Yasal Uyarı: Kaynak gösterilmeden ve açık link verilmeden sitede yer alan yazılar kullanılamaz.

Uluslararası İlişkiler

TEK ÇARE GAZZE’NİN TÜRKİYE’YE KATILMASI MI?

Süleyman ERDEM

Filistinlilerin Nakba (Felaket) Günü olarak kabul ettikleri 15 Mayıs 1948’in 70’inci yıldönümünde, ABD Büyükelçiliğinin Kudüs’e taşınması ve bu hadiseyi protesto eden silahsız Gazzelilere karşı İsrail’in gerçekleştirdiği katliamı hepimiz büyük üzüntü ve öfkeyle izledik.

İsrail’in silahsız protestoculara karşı orantısız saldırısı sonucu içlerinde 8 aylık bir bebeğin ve çocukların da bulunduğu 60 küsur kişi şehit edildi, 2700 civarında kişi de yaralandı.[1] Ne İsrail, ne de bu hadislere neden olan ABD yönetiminden ise en ufak bir üzüntü ve pişmanlık emaresi görülmedi.

Türkiye, tıpkı Mavi Marmara hadisesinde olduğu gibi, yaşanan bu katliama en fazla tepki gösteren ülkelerden biri oldu. Yöneticilerimiz İsrail’i “terörist devlet” olarak nitelediler ve yaşananlardan ötürü İsrail ile ABD’yi suçladılar. İsrail ve ABD Büyükelçilerimiz Türkiye’ye çağrıldı ve İsrail’in Türkiye’deki diplomatları bir süreliğine ülkelerine gönderildiler. Önümüzdeki günlerde de çeşitli yerlerde siyasi partilerimiz öncülüğünde mitingler düzenlenecek.

Ancak bu ve benzeri tepkiler, bugün İsrail zulmünü durdurmadığı gibi, geçmişte de durdurmadı. Bundan sonra da durduracağını düşünmek, naiflik olur. Karşımızda Birleşmiş Milletler kararlarını hiçe sayan, işine gelmediği sürece kimseyi dinlemeyen ve kâle almayan ancak bu şımarıklığı neticesinde de hiçbir yaptırımla karşılaşmayan bir İsrail var. (Mavi Marmara hadisesi ve o gemide verilen şehitler de yaşanan olumsuzlukları olumlu yönde değiştiremedi.)

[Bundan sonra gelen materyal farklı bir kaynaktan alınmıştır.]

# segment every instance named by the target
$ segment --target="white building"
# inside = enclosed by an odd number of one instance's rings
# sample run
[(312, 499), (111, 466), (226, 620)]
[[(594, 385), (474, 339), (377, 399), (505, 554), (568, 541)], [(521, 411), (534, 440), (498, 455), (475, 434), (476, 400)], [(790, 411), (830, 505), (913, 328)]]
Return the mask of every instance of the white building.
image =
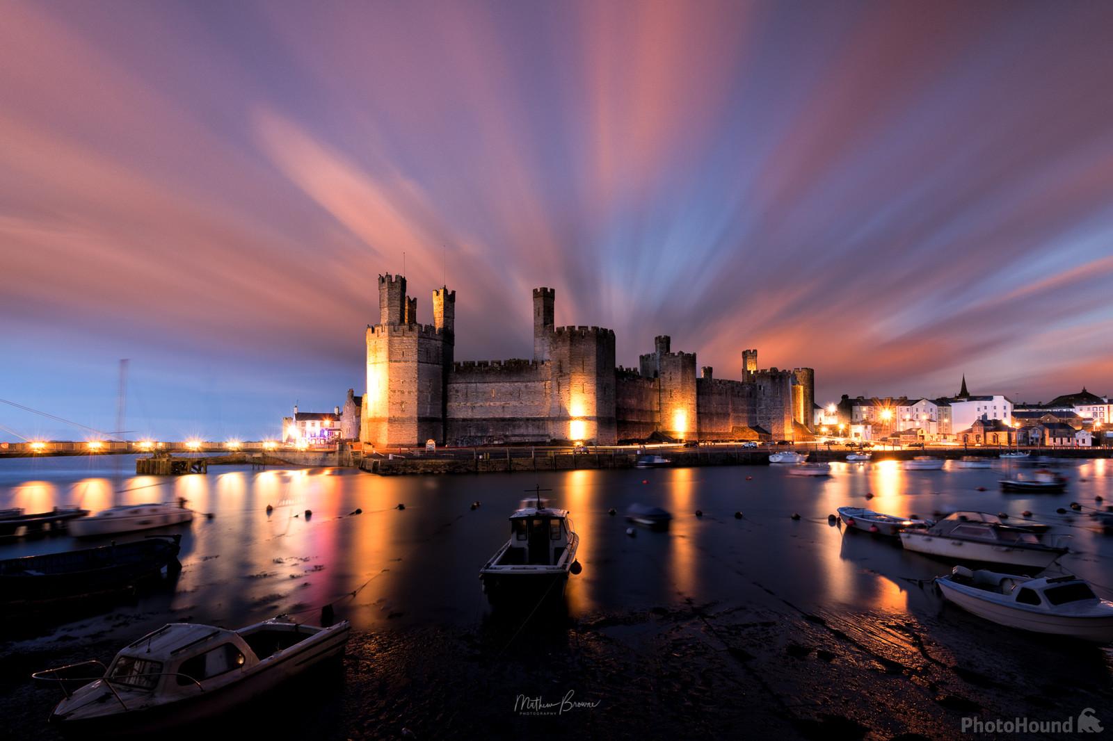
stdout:
[(1012, 425), (1012, 399), (1001, 394), (951, 399), (951, 429), (967, 429), (976, 419), (1001, 419)]
[(341, 436), (341, 407), (333, 413), (298, 412), (282, 418), (282, 442), (288, 445), (325, 445)]
[(897, 405), (896, 429), (923, 429), (927, 438), (935, 439), (939, 434), (939, 405), (929, 398)]

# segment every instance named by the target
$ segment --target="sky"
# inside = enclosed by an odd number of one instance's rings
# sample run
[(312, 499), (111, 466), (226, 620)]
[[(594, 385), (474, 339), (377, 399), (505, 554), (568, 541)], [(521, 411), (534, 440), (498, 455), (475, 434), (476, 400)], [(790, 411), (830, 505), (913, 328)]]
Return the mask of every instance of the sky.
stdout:
[[(0, 398), (179, 439), (653, 336), (817, 402), (1113, 393), (1113, 4), (0, 0)], [(404, 257), (403, 257), (404, 255)], [(0, 405), (0, 439), (91, 433)]]

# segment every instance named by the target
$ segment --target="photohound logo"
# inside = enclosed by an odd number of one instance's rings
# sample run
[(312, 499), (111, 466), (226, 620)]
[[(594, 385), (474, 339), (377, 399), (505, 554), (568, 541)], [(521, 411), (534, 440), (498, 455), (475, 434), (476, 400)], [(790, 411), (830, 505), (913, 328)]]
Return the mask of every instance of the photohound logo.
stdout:
[(1102, 733), (1104, 730), (1102, 722), (1094, 715), (1093, 708), (1084, 708), (1077, 718), (1057, 721), (964, 718), (962, 724), (963, 733)]

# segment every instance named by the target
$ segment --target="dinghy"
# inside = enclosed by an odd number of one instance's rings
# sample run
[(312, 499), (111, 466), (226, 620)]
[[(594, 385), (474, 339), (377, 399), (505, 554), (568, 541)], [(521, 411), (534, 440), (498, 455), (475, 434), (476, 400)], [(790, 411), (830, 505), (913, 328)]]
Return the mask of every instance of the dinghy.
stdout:
[(23, 510), (0, 510), (0, 537), (21, 537), (32, 533), (56, 533), (66, 530), (70, 520), (83, 517), (88, 510), (55, 507), (50, 512), (24, 514)]
[(662, 455), (639, 455), (634, 468), (662, 468), (672, 463)]
[[(107, 669), (87, 661), (32, 676), (66, 693), (50, 714), (62, 730), (148, 735), (234, 710), (342, 655), (348, 632), (347, 621), (317, 628), (268, 620), (239, 630), (170, 623), (117, 653)], [(69, 692), (66, 673), (90, 666), (104, 676)]]
[(1113, 602), (1072, 574), (1025, 579), (955, 566), (935, 580), (951, 602), (998, 625), (1110, 643)]
[(934, 458), (930, 455), (917, 455), (912, 461), (905, 461), (902, 466), (905, 471), (938, 471), (946, 463), (943, 458)]
[(627, 510), (627, 521), (644, 525), (651, 530), (667, 530), (672, 521), (672, 514), (661, 507), (648, 507), (631, 504)]
[(130, 590), (162, 569), (177, 567), (180, 540), (180, 535), (155, 536), (135, 543), (0, 561), (0, 605), (41, 607)]
[(848, 528), (860, 530), (876, 535), (888, 535), (896, 537), (905, 527), (930, 527), (935, 523), (930, 520), (913, 520), (906, 517), (895, 517), (881, 514), (873, 510), (861, 507), (839, 507), (836, 510), (839, 518)]
[(1068, 549), (1063, 539), (1004, 524), (986, 512), (954, 512), (927, 528), (900, 532), (900, 543), (909, 551), (953, 563), (992, 563), (1044, 569)]
[(1066, 488), (1066, 478), (1047, 471), (1046, 468), (1033, 471), (1032, 474), (1027, 476), (1022, 473), (1017, 473), (1008, 478), (1002, 478), (998, 483), (1001, 484), (1001, 490), (1003, 492), (1042, 492), (1056, 494)]
[(480, 569), (492, 602), (521, 600), (529, 605), (531, 596), (561, 595), (569, 573), (580, 573), (580, 536), (568, 511), (536, 504), (510, 515), (510, 540)]
[(769, 456), (769, 463), (804, 463), (808, 456), (800, 455), (796, 451), (781, 451)]
[(829, 463), (800, 463), (788, 470), (789, 476), (830, 476)]
[(91, 517), (75, 521), (70, 523), (69, 530), (70, 534), (76, 537), (92, 537), (177, 525), (193, 518), (194, 513), (186, 508), (185, 500), (179, 501), (177, 505), (126, 504), (104, 510)]

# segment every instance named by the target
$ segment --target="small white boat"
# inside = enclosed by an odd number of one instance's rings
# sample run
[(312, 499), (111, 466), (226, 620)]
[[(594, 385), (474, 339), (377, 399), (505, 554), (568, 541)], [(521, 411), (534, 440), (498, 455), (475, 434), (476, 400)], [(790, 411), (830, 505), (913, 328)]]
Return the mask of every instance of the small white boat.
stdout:
[(126, 504), (104, 510), (91, 517), (75, 520), (69, 531), (76, 537), (91, 537), (177, 525), (193, 518), (194, 513), (186, 508), (185, 500), (178, 504)]
[(788, 470), (789, 476), (830, 476), (829, 463), (799, 463)]
[(634, 462), (634, 468), (660, 468), (667, 466), (672, 461), (661, 455), (639, 455)]
[(998, 483), (1005, 492), (1056, 493), (1066, 488), (1066, 478), (1046, 468), (1033, 471), (1030, 475), (1017, 473), (1008, 478), (1002, 478)]
[(1104, 530), (1113, 530), (1113, 507), (1091, 512), (1090, 516), (1096, 520)]
[(930, 520), (913, 520), (910, 517), (894, 517), (881, 514), (873, 510), (861, 507), (839, 507), (836, 510), (843, 524), (848, 528), (860, 530), (875, 535), (889, 535), (896, 537), (905, 527), (930, 527), (935, 523)]
[(952, 563), (993, 563), (1044, 569), (1068, 549), (1063, 539), (1033, 532), (1030, 526), (1004, 524), (986, 512), (953, 512), (927, 528), (900, 532), (900, 543), (909, 551)]
[(946, 463), (943, 458), (934, 458), (930, 455), (917, 455), (912, 461), (905, 461), (905, 471), (938, 471)]
[[(63, 730), (147, 735), (234, 710), (339, 656), (349, 628), (347, 621), (316, 628), (268, 620), (239, 630), (170, 623), (117, 653), (107, 670), (87, 661), (32, 676), (57, 681), (66, 692), (50, 714)], [(69, 692), (66, 672), (92, 665), (104, 676)]]
[(627, 521), (644, 525), (651, 530), (666, 530), (672, 521), (672, 514), (661, 507), (649, 507), (631, 504), (627, 510)]
[(1113, 641), (1113, 602), (1099, 599), (1090, 584), (1071, 574), (1025, 579), (955, 566), (935, 583), (947, 600), (998, 625)]
[(796, 451), (781, 451), (769, 456), (769, 463), (804, 463), (808, 456), (800, 455)]
[[(539, 503), (540, 504), (540, 503)], [(482, 569), (483, 591), (492, 602), (564, 593), (569, 573), (580, 573), (580, 536), (565, 510), (532, 506), (510, 515), (510, 540)]]

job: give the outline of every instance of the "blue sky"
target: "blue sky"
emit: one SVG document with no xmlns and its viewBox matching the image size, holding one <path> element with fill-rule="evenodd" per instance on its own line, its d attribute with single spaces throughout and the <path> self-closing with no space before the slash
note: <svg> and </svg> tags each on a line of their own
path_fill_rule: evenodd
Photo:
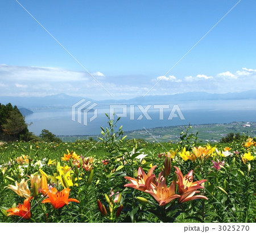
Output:
<svg viewBox="0 0 256 233">
<path fill-rule="evenodd" d="M 1 1 L 0 95 L 254 89 L 255 10 L 254 0 Z"/>
</svg>

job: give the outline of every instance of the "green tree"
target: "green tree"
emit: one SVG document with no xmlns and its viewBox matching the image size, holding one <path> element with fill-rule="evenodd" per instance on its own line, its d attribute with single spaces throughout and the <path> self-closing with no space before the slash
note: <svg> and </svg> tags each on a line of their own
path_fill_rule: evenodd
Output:
<svg viewBox="0 0 256 233">
<path fill-rule="evenodd" d="M 62 141 L 55 137 L 56 135 L 53 134 L 52 133 L 51 133 L 47 129 L 43 129 L 42 130 L 42 133 L 40 134 L 39 137 L 44 141 L 44 142 L 55 142 L 57 143 L 61 142 Z"/>
<path fill-rule="evenodd" d="M 0 104 L 0 133 L 5 141 L 20 139 L 29 141 L 32 135 L 28 132 L 25 118 L 16 106 Z"/>
</svg>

Aslında İsrail’in bu zulmüne ve şımarıklığına karşı tüm ülkelerin kamuoylarında alttan alta biriken bir öfke var. Ancak global finans ve medya sektörlerinde çok etkili olan Siyonist Yahudiler, bu tepkilerin birleşip somut bir neticeye ulaşmasını engelliyorlar. Ama bu engellemeler, iyi hazırlanmış bir kamu diplomasisi ve başta Gazzeliler olmak üzere tüm Filistinlilerin İsrail zulmünden kurtulmalarına yönelik kısa, orta ve uzun vadeli stratejiler ile rahatlıkla aşılabilir. Yeter ki böyle bir niyet ve çaba olsun.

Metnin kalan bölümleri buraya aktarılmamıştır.